Con l'articolo 5 vengono conferite alle aziende sanitarie locali le attività di vigilanza e di controllo sulle attività di tatuaggio e piercing, che possono essere effettuate anche in cooperazione con l'Istituto superiore di sanità.
 
L'articolo 6 definisce tutte le sanzioni pecuniarie relative ai divieti, ove i fatti non costituiscano reato. Attraverso le entrate derivanti dalle sanzioni vengono finanziate le attività ispettive.
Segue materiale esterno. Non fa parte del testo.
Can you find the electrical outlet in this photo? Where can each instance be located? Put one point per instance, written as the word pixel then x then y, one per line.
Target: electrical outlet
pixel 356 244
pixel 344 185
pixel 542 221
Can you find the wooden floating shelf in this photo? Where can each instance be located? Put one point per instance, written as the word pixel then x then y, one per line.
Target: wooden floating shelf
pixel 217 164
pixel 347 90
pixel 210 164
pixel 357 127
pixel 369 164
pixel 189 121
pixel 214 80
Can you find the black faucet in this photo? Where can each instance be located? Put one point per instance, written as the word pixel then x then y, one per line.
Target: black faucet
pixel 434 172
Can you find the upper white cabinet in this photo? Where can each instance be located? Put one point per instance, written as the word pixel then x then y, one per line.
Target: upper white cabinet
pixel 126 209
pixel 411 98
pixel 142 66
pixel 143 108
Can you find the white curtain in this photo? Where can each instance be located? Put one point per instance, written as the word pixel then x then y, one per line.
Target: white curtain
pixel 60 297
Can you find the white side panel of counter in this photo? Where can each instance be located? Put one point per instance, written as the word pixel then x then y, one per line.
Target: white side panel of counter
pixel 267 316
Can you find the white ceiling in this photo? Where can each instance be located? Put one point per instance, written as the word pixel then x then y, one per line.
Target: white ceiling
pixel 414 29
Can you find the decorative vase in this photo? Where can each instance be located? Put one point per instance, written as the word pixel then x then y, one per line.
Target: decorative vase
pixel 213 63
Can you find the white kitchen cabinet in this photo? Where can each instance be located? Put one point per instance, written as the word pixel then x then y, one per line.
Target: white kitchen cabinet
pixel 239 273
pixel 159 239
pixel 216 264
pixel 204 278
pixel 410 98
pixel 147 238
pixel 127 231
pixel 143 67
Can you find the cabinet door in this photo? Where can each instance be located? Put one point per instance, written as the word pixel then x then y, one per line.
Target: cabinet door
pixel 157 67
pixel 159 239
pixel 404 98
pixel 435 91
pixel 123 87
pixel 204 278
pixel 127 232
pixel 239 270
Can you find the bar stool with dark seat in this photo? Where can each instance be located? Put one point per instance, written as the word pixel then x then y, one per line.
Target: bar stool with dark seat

Spetterà al ministro della Salute con apposito decreto deliberare la "disciplina di tutte le modalità di utilizzo e immissione in commercio dei prodotti e strumenti per l'attività di tatuaggio e piercing, comunque non senza dettare i principali requisiti sulle sostanze utilizzate, indicati nelle tabelle allegate.
 
Per "garantire maggiore sicurezza a chi vuole sottoporsi alla pratica di tatuaggi e piercing", scrive Mandelli, arriva "l'obbligo di dare le necessarie informazioni al consumatore, il quale sarà tenuto a rilasciare una dichiarazione attestante il proprio consenso informato". Nell'ambito delle "attività di promozione della tutela della salute", si legge nel testo, le "aziende sanitarie realizzano campagne informative sui rischi correlati alle pratiche non corrette di tatuaggi e piercing".
 
Infine, l'articolo 12 prevede "l'aggiornamento delle tabelle allegate contenenti la lista dei coloranti e altre sostanze utilizzate per effettuare tatuaggi".